The study is based on the health records of 3,100 volunteers tracked since the early 1970s. Researchers began tracking participants’ diets through detailed food frequency questionnaires starting in 1991. For the new study, Makarem and her colleagues categorized all of the study participants’ food sources by glycemic index (a measure of dietary carbohydrate quality based on an item’s relative impact on blood sugar levels as compared with a reference food) and glycemic load (a measure of both the quantity and quality of carbohydrates in a given food item). They then analyzed the results in relation to volunteers’ cancer rates.
After taking into account multiple cancer risk factors, the study found that eating foods with a higher glycemic load was associated with an 88% higher prostate cancer risk. Prostate cancer is one of the most common types of cancer and the second leading cause of cancer-related death in men.
“Our study showed very strong associations between certain foods and cancer, in particular with prostate cancer,” Makarem says. “There hadn’t been very many studies on food sources and prostate cancer previously.”
The risk increase was most pronounced for people who regularly consumed processed lunch foods or sugary beverages, a category that includes sugar-sweetened soft drinks in addition to fruit juices, which can be naturally high in sugar and often contain added sugars.
“Americans consume almost one-half of their added sugars in beverages,” Makarem says. “Sugar-sweetened beverages have been shown to increase the risk of obesity and diabetes, and our study documents that they may also have a detrimental impact on cancer risk.”

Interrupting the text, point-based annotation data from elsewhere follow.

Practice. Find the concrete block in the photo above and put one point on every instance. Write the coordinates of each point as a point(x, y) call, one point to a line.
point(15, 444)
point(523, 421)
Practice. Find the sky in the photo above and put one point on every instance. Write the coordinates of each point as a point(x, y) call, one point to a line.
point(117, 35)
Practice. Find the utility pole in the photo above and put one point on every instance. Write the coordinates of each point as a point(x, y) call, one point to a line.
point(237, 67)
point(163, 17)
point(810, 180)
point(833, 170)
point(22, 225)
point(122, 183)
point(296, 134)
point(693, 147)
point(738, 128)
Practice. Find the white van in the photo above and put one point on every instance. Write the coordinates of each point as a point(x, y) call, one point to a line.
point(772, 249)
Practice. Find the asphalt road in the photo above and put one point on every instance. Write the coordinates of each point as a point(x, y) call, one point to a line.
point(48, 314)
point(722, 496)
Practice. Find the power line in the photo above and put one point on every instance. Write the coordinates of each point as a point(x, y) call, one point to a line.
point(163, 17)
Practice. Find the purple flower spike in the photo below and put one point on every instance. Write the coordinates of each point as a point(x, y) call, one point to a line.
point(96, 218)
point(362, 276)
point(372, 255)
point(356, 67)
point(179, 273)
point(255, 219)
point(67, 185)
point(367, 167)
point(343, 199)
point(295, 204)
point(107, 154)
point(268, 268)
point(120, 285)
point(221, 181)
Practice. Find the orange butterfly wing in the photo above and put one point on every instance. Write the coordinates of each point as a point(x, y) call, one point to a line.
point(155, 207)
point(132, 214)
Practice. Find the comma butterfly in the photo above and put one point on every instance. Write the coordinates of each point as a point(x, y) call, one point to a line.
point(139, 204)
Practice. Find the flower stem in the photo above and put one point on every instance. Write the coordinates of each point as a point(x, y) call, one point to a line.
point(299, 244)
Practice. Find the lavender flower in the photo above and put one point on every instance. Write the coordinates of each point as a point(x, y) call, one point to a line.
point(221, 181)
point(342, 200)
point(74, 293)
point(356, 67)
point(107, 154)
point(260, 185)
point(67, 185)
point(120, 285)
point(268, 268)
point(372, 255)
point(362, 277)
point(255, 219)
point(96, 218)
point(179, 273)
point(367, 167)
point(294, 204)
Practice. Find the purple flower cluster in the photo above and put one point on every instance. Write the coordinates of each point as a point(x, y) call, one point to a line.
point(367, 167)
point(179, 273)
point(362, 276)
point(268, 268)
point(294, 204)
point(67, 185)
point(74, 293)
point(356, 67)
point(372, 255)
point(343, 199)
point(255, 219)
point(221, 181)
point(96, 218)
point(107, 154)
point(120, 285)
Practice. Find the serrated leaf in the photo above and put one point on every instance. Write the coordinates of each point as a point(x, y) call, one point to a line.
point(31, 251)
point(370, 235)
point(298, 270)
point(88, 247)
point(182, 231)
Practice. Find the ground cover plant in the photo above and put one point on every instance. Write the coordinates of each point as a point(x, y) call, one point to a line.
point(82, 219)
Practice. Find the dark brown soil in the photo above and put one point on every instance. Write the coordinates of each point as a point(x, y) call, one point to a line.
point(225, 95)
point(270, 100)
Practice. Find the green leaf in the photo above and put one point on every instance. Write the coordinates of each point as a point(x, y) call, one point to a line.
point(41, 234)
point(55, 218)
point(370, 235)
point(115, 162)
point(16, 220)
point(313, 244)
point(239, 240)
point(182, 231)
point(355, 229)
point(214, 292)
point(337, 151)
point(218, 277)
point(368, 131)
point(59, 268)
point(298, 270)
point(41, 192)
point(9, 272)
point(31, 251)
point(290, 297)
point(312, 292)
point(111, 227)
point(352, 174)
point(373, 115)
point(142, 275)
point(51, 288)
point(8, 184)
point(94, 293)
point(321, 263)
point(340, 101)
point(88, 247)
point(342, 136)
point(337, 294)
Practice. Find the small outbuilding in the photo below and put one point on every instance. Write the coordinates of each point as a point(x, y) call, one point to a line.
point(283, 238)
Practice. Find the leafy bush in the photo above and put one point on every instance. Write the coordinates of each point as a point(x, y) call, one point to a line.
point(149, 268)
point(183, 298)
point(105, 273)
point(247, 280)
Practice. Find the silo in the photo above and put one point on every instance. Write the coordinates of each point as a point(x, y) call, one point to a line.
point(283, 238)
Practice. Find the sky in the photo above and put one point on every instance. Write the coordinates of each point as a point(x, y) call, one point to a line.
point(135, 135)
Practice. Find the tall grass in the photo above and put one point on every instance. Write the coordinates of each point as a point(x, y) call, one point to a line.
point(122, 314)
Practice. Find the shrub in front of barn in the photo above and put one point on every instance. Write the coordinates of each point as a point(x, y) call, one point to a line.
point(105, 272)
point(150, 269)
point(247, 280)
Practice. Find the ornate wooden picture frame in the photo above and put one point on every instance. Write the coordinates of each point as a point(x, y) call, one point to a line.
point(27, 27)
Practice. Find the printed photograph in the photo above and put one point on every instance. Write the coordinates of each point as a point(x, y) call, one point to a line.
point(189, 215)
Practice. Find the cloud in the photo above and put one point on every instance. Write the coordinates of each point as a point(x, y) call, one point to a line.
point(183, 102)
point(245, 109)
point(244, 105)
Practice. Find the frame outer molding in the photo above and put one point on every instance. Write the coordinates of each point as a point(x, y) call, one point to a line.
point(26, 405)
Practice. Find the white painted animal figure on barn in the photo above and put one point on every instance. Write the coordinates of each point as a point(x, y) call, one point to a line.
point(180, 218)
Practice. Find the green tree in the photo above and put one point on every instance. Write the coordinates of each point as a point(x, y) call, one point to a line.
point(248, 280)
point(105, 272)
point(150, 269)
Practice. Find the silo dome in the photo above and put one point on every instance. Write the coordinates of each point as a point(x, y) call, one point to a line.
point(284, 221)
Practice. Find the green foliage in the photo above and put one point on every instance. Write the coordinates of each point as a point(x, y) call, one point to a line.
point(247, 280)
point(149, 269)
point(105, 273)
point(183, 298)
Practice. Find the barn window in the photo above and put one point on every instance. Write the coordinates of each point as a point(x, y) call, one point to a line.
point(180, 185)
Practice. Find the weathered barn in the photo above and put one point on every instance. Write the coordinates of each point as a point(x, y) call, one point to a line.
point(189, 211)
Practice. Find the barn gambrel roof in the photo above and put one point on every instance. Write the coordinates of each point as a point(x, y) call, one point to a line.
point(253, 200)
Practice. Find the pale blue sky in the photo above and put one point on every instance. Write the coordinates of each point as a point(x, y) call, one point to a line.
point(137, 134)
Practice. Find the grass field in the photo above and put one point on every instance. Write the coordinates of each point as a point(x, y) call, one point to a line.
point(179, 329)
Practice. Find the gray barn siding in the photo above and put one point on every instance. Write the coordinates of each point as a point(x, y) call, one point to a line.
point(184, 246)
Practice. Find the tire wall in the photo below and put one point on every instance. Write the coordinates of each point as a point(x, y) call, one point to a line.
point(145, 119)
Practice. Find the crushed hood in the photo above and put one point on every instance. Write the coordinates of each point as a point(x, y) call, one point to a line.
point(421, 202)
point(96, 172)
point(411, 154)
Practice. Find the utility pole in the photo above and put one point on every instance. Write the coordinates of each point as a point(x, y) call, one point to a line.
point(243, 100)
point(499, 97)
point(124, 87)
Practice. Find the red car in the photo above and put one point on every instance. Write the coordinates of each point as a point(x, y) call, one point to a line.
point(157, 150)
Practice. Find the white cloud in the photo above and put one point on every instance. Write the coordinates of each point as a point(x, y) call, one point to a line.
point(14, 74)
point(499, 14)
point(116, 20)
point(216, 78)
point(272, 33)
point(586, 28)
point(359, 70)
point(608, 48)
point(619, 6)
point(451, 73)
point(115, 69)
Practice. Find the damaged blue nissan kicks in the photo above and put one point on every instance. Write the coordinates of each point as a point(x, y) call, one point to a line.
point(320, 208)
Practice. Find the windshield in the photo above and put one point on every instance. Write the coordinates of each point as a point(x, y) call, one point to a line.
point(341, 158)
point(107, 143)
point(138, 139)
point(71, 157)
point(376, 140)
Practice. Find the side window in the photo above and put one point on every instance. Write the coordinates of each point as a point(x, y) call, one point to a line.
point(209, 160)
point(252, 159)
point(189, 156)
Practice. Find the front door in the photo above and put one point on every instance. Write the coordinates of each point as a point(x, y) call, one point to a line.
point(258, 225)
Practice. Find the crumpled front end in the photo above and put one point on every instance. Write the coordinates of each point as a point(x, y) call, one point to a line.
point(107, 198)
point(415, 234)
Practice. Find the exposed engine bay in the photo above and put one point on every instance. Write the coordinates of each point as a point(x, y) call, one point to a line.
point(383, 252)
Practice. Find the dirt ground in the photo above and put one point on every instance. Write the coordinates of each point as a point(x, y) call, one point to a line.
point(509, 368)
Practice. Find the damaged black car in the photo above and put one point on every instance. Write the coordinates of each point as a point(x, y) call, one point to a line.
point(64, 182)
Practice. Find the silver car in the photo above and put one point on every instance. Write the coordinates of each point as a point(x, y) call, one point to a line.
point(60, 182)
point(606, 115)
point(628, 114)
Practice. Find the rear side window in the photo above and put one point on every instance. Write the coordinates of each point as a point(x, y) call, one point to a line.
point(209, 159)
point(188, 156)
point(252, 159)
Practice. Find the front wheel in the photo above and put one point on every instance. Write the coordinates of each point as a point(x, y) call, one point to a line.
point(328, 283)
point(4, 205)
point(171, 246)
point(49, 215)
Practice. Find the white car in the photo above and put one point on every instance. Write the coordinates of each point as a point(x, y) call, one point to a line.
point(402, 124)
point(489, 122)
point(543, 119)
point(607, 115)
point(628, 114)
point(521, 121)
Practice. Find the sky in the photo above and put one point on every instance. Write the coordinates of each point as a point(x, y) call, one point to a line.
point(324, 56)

By contrast, consuming low-glycemic index foods such as legumes, nonstarchy vegetables, most fruits, and whole grains was associated with a 67% lower breast cancer risk. Breast cancer risk also was reduced among women who had a higher level of carbohydrate intake overall as a proportion of their total calories. However, in this study, participants within the highest level of carbohydrate intake also had higher intakes of fruits and vegetables, whole grains, and legumes. These findings underscore the idea that the type of carbohydrates matters more than the total amount of carbohydrates, Makarem says.
Among individual foods, legumes such as beans, lentils, and peas were associated with a 32% lower risk of all overweight- and obesity-related cancers, including breast, prostate, and colorectal cancers.
By nature of the study design, the results point only to associations, not necessarily to cause and effect. Nonetheless, the findings are in line with previous studies, which have shown that malignant cancer cells seem to feed on sugar, and that diets high in refined carbohydrates may lead to a range of adverse health effects primarily due to their impacts on body fatness and on the dysregulation of insulin and glucose, both of which are factors that may increase cancer risk.
“Current cancer prevention guidelines recommend avoiding sugary drinks and limiting the consumption of energy-dense foods, which tend to be high in refined carbohydrates,” Makarem says. “I think our findings add to the body of evidence behind this recommendation and strengthen the associations between these types of food and cancer.”
One caveat that Makarem noted is that the volunteers involved in the study were 99% Caucasian. Further study is needed to determine if these associations hold true in more ethnically diverse groups.